この行動は、法王によるスペイン訪問の第2行程において、航空専門職およびスペイン空軍の役割を強調するものとなった。コックピットに入った法王は、機長ら乗務員や軍の護衛機と直接交流し、親愛の情を視覚的に示した。
本便の機長であるパブロ・マルティネス・ヌニェス氏は、法王をコックピットへ招待した [2]。

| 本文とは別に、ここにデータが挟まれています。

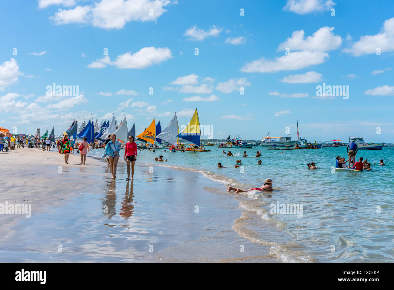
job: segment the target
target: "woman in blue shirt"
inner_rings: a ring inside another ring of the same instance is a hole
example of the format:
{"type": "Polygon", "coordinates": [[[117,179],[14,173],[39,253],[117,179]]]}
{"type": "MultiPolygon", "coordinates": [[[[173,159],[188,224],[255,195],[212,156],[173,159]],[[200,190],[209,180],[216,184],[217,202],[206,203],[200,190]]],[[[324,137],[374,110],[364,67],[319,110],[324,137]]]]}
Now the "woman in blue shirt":
{"type": "Polygon", "coordinates": [[[111,179],[116,178],[116,166],[119,161],[119,152],[121,151],[121,143],[116,140],[116,135],[111,136],[111,141],[107,143],[104,149],[104,154],[101,157],[108,157],[110,160],[111,172],[112,173],[111,179]]]}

飛行中、法王はスペイン空軍の戦闘機による護衛に手を振り、無線でパイロットたちに語りかけた [2]。
この飛行は、バチカンとスペインの軍および民間航空部門を結ぶ象徴的な架け橋となった。この交流は、航空機がスペインの2大都市間を移動している最中に行われた [2]。
マルティネス・ヌニェス氏は、今回の経験がキャリアの節目になると述べ、「間違いなく、私の人生で最も特別なフライトになるだろう」と語った [3]。
民間航空機において法王がフライトデッキに同席することは極めて稀である。この出来事は、スペイン訪問という広範な外交的・精神的な旅程の一環として調整された [2]。
“「間違いなく、私の人生で最も特別なフライトになるだろう」”
この交流はソフト・ディプロマシー(穏やかな外交)の戦略的な活用を意味しており、注目度の高い移動というイベントを利用して、スペイン空軍と民間航空業界への謝意を示した。客室を離れてコックピットに足を踏み入れたことで、法王は単なる外交的な到着という物語を、訪問を支える技術・警備担当者との個人的な関わりへと転換させた。